The following types of file can be created in Luminar.

  • JPEG (.jpg). The Joint Photographic Experts Group (JPEG) format is most often used to display continuous-tone images (such as photos) on the Internet. Most digital cameras use JPEG because it provides excellent compression; the maximum setting provides comparable image quality to much larger file formats like TIFF. Occasionally, the print industry (especially newspapers) will use JPEGs. JPEG is a lossy compression, which means that some data is discarded during compression of the image. JPEGs should not be used as an archive or production file format. You should generally only save JPEG files once because re-saving continues to discard data and lower image quality. If you have acquired an image as a JPEG in your camera, be sure to save the edited document as a native Luminar file.
  • PNG (.png). The Portable Network Graphics format provides lossless compression. It is increasingly common on the Internet, as most web browsers support it. The PNG format was created to be a patent-free alternative to GIF. Its major advantage is the PNG-24 file, which allows for 24-bit images (8 bits per channel) and embedded transparency. It is technically superior to GIF.
  • TIFF (.tif). The Tagged-Image File Format is one of the most common and flexible formats available. It is widely used to exchange files between applications and computer platforms, and has a long legacy of compatibility.  Additionally, TIFF is one of the formats to work in a bit depth of 8 or 16 bits per channel. 
  • JPEG 2000 (.jp2). The JPEG 2000 format is an update released in the year 2000 from the Joint Photographic Experts Group committee.  Its intent was to replace the original JPEG format.  It uses a newer wavelet-based method of image compression which is more efficient.
  • Photoshop (.psd). The Photoshop format is a common format used in the computer graphics industry.  Skylum cannot write a layered file, but can export a file that can be opened by Adobe Photoshop and other software packages which support the format.

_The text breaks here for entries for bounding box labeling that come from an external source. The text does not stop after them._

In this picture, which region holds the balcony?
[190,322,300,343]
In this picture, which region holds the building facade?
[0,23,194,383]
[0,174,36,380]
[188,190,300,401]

  • PDF (.pdf). The Portable Document Format (PDF) is a file format invented by Adobe and was intended to be an extension of PostScript. A PDF can be viewed on virtually every operating system and portable media player or phone. The PDF is an open standard, which means that the computer industry is able to create applications that can read or write PDFs without paying Adobe additional fees. This openness led to the quick adoption of PDF, and it is utilized online extensively.